The adjacent pixels values in the image data type are often close and highly correlated. This image characteristic is a big obstacle for cryptography where an attacker can try to hack the scheme by finding eventual relations between correlation in the plain and cipher images. Therefore, the encryption scheme must break any existing high correlation among adjacent pixels. To test the resistance of the new scheme against this type of attack, we choose 2000 random pixels in both plain and cipher images. Then, we calculate the correlation coefficient of the chosen pixels by the following equation:

$$\begin{aligned} \mathrm{corr}(x,y) = \frac{\mathrm{cov}(x,y)}{\sqrt{D(x)}\times \sqrt{D(y)}} \end{aligned}$$

where

$$\begin{aligned}&\mathrm{cov}(x,y)=\frac{1}{N}\sum _{i=1}^{N}(x_{i}-E(x))(y_{i}-E(y))\\&D(x)=\sum _{i=1}^{N}(x_{i}-E(x))^{2},~E(x)=\frac{1}{N} \sum _{i=1}^{N}x_{i} \end{aligned}$$

The test results are reported in Table 6. The correlation test results prove that the proposed scheme produces cipher images with no correlation.

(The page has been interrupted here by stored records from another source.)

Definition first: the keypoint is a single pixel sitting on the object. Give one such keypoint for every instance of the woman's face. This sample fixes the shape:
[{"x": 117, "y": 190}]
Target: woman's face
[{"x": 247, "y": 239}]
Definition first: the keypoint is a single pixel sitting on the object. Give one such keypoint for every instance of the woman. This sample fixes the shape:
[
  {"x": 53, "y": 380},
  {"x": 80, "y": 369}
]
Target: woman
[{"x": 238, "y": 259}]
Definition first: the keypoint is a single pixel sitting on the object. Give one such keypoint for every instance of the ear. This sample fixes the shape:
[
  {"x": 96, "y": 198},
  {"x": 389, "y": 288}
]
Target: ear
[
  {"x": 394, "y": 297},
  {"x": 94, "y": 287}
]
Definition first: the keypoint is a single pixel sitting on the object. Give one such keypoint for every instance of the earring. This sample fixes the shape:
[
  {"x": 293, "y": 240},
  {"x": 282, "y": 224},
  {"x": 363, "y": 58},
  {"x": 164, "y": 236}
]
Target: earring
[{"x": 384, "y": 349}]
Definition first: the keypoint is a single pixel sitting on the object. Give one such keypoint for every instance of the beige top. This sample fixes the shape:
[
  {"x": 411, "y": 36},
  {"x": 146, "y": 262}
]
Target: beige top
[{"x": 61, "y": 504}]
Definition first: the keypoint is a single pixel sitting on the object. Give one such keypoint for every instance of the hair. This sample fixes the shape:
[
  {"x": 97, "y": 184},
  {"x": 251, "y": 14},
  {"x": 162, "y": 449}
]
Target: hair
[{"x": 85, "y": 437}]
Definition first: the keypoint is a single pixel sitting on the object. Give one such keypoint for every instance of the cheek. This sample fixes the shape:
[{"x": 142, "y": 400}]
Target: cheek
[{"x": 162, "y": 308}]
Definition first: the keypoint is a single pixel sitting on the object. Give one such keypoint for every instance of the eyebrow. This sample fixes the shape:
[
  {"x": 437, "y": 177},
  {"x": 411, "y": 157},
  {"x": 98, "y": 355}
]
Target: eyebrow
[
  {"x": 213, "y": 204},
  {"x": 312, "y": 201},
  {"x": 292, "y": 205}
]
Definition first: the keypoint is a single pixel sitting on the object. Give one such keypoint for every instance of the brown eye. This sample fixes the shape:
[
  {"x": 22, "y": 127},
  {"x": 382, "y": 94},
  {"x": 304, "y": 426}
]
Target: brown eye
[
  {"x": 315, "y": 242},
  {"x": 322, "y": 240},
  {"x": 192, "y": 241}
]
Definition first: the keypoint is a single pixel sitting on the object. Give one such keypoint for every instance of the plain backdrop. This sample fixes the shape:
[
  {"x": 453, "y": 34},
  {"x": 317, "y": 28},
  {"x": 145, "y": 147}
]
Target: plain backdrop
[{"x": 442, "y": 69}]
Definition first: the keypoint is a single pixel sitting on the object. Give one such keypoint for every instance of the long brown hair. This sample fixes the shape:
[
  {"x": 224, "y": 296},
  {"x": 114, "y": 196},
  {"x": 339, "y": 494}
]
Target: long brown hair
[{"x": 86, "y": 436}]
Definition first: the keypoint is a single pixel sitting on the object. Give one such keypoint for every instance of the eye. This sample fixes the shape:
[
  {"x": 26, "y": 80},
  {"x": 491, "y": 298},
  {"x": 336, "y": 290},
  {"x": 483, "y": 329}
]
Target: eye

Table 6 Correlation test analysis

4.7 Interference resistance analysis

In reality, the transmitted data over communication canals are sometimes altered by the effect of noise interference signals or deliberately by attackers. Thus, some parts of the received cipher images can be lost. An effective encryption scheme must be able to decrypt the rest of the affected cipher image and retrieve the corresponding plain image. Figure 14 illustrates the capacity of 1-DCPIE to decrypt noisy cipher images.

Fig. 14
figure 14

Interference resistance analysis: a cipher image with \(5\%\) data loss; b cipher image with \(10\%\) data loss; c cipher image affected by \(2.5\%\) of ‘Salt & Pepper’ noise; d cipher image affected by \(5\%\) of ‘Salt & Pepper’ noise; e decryption of image a; f decryption of image b;g decryption of image c; h decryption of image d

5 Conclusion

In this paper, we have developed a new one-dimensional chaotic (1-DCP) map defined by a simple iterative mathematical equation. The new chaotic map exhibits a very high chaotical behavior over a large interval of its positive real control parameter. Therefore, this map fits more the needs of cryptography, such as large keyspace, unpredictability, and speed than some predictable low-dimensional maps or slower high-dimensional maps. Through several analytical tests, we demonstrate the high chaotic behavior of the proposed map. Besides, we design a new efficient image encryption scheme based on the 1-DCP map. In this scheme, we merged the permutation and substitution stages to improve encryption speed and security. The experimental analysis results demonstrate that the 1-DCPIE scheme is more secure and faster than other recently proposed encryption schemes.